Cosa fare con le criptovalute
Particolare attenzione alle attività estere detenute in cassette di sicurezza e alle criptovalute: l’agenzia ritiene che queste ultime siano soggette agli obblighi di monitoraggio come recentemente confermato anche dalla sentenza 1077/2020 del Tar del Lazio. Le criptovalute dovranno essere indicate con il codice «14» (altre attività estere di natura finanziaria), mentre le istruzioni alla dichiarazione chiariscono che il campo 4 («Stato estero») potrà essere lasciato vuoto.
Le istruzioni al quadro RW nel modello Redditi Pf 2020
Nessun chiarimento invece circa l’esonero in caso di «wallet» con valori inferiori nel corso dell’anno a 15mila euro. In ogni caso, le valute virtuali non sono soggette a Ivafe, in quanto non si tratta di depositi e conti correnti di natura bancaria.
Le attività finanziarie
Con riferimento alle attività finanziarie detenute presso banche estere, le istruzioni precisano che il contribuente può aggregare i dati per prodotti finanziari omogenei, aventi il medesimo codice «Ivestimento» nel campo 3 e detenute nel medesimo Stato estero (campo 4), in luogo della compilazione di un rigo per ciascun titolo detenuto.

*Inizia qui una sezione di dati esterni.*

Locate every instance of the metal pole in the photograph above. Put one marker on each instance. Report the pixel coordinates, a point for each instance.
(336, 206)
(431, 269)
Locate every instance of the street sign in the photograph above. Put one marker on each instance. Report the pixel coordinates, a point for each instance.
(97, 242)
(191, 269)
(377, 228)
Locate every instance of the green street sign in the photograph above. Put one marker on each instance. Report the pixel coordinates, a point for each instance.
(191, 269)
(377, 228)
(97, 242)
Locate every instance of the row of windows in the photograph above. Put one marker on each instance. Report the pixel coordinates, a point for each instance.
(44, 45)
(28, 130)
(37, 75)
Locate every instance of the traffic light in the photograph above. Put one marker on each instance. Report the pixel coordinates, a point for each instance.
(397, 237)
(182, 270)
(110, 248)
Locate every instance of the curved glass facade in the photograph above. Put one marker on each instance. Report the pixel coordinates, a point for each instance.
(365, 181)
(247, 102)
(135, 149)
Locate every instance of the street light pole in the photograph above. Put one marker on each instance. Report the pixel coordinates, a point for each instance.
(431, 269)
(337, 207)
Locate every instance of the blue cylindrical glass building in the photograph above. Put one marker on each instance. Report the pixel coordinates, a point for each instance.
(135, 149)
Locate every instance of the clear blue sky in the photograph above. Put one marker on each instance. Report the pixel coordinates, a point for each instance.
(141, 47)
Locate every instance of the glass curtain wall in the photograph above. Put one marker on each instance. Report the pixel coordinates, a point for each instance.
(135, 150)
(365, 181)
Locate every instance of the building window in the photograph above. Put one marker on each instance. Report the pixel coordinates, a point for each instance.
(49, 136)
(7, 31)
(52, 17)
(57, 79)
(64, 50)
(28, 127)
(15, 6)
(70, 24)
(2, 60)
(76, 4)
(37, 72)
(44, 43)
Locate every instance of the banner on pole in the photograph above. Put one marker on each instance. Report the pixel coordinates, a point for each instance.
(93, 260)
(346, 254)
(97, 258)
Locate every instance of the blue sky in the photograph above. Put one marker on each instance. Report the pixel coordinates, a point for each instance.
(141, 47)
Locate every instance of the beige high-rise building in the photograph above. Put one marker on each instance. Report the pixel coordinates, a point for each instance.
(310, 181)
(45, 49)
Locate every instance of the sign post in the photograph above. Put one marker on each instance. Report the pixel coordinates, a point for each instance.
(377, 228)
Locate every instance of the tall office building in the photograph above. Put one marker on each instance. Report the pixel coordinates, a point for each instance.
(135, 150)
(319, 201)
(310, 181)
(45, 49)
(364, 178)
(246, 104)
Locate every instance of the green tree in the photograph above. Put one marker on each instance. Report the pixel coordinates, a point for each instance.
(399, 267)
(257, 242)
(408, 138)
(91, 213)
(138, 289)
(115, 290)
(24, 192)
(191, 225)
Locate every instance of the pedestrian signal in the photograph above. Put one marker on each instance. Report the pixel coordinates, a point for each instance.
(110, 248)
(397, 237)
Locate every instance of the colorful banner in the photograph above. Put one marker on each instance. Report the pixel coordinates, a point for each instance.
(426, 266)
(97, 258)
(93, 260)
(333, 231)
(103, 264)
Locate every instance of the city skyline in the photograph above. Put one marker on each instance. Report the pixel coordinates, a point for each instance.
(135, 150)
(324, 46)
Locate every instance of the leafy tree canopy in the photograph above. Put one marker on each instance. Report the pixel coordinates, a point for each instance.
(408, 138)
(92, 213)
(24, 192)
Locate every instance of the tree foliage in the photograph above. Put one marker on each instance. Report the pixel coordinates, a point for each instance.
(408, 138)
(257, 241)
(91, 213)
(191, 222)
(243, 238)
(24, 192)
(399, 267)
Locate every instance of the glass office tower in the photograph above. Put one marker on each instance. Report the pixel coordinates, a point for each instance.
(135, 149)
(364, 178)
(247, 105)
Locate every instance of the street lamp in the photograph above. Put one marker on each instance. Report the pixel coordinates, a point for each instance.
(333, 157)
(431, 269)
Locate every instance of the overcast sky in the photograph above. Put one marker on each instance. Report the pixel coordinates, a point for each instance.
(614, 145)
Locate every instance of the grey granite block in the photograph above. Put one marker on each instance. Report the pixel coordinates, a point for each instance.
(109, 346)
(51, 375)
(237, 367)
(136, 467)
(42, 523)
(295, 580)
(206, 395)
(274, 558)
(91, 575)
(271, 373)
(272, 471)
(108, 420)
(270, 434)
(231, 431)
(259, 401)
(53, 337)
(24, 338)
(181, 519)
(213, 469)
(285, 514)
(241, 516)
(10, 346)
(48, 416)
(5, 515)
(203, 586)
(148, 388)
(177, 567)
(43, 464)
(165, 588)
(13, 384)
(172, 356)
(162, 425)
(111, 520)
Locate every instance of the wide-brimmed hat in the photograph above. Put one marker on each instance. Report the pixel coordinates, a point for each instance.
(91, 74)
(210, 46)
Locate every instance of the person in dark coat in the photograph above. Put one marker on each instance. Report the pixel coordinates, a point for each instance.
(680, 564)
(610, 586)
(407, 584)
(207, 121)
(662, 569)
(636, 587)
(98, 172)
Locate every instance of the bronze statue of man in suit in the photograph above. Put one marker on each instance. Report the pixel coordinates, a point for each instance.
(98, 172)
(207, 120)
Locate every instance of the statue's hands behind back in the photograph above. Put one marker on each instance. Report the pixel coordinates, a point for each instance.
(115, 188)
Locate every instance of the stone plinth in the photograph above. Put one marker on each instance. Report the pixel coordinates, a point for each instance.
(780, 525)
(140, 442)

In tali casi, si indicherà il valore complessivo iniziale e finale, la media ponderata dei giorni di detenzione del singolo strumento finanziario rispetto alla relativa consistenza e l’Ivafe complessivamente dovuta. L’importo da indicare è il valore risultante dal documento di rendicontazione della banca estera, a condizione che questo coincida con il valore di mercato dell’attività finanziaria.
La valuta estera
Per gli importi in valuta estera, il controvalore in euro deve essere calcolato applicando il cambio indicato nel provvedimento dell’agenzia delle Entrate che individua i cambi medi mensili del mese di dicembre 2019.

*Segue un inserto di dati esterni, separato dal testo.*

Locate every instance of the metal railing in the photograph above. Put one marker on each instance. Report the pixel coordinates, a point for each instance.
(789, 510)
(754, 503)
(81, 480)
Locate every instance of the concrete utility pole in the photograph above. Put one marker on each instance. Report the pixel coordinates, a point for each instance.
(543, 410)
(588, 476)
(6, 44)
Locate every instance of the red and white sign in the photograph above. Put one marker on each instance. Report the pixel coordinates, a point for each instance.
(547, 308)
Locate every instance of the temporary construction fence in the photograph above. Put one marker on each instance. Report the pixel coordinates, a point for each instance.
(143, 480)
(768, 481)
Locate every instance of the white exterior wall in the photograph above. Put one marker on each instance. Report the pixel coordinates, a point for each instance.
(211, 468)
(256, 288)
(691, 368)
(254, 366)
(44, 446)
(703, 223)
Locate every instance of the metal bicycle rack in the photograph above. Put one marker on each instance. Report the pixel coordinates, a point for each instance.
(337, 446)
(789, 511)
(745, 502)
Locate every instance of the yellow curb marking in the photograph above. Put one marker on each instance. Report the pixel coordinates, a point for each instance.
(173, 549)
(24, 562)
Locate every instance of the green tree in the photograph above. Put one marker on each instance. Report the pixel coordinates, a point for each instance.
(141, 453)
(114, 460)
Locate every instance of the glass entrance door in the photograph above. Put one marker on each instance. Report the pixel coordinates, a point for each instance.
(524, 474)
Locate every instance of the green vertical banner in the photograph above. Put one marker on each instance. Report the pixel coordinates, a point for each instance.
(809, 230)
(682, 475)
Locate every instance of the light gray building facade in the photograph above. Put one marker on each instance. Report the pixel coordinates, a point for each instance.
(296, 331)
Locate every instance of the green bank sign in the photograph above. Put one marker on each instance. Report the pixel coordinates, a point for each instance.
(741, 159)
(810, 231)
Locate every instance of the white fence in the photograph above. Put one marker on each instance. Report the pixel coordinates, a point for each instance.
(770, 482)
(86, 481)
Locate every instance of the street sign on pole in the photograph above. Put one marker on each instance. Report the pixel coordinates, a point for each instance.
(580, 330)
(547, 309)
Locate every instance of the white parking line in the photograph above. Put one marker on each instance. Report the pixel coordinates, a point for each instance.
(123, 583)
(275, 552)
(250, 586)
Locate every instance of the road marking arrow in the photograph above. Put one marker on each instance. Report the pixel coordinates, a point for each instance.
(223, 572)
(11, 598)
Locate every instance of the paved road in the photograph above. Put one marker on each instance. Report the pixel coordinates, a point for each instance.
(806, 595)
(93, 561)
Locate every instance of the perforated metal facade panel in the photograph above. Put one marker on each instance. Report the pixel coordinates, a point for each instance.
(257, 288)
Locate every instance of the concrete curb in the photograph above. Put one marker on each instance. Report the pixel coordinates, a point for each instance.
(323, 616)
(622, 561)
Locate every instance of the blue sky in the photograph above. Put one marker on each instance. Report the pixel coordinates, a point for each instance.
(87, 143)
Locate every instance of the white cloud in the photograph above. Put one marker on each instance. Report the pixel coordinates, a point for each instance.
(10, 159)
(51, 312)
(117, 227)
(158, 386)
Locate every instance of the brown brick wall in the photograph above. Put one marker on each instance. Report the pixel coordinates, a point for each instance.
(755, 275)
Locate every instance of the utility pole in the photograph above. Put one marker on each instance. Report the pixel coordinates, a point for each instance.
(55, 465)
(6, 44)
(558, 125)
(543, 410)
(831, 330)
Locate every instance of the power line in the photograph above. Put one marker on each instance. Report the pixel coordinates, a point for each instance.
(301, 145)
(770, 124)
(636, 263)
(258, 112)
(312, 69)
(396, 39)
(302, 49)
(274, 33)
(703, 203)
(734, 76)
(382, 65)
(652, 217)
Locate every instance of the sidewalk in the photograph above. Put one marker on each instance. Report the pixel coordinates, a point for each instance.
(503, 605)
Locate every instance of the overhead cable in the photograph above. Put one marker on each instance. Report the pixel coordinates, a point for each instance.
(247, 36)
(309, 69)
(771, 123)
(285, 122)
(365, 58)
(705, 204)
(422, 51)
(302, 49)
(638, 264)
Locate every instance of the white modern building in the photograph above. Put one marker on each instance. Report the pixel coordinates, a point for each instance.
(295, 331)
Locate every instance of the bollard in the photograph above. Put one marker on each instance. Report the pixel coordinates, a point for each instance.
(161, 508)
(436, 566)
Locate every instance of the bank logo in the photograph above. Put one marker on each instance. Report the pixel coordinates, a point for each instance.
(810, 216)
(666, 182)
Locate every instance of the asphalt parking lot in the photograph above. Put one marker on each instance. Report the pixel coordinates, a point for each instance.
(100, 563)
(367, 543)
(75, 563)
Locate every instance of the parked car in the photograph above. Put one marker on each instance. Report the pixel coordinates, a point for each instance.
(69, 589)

Pertanto, non potranno essere utilizzati come valori iniziali in RW 2020 i valori finali indicati nel quadro RW 2019, ma sarà necessario aggiornarli con il nuovo cambio. In generale, prima di addentrarsi nella compilazione, sarà opportuna una mappatura attenta di tutte le attività estere con l’ausilio di professionisti qualificati, per evitare dimenticanze ed errori sanzionati sino al 30 per cento.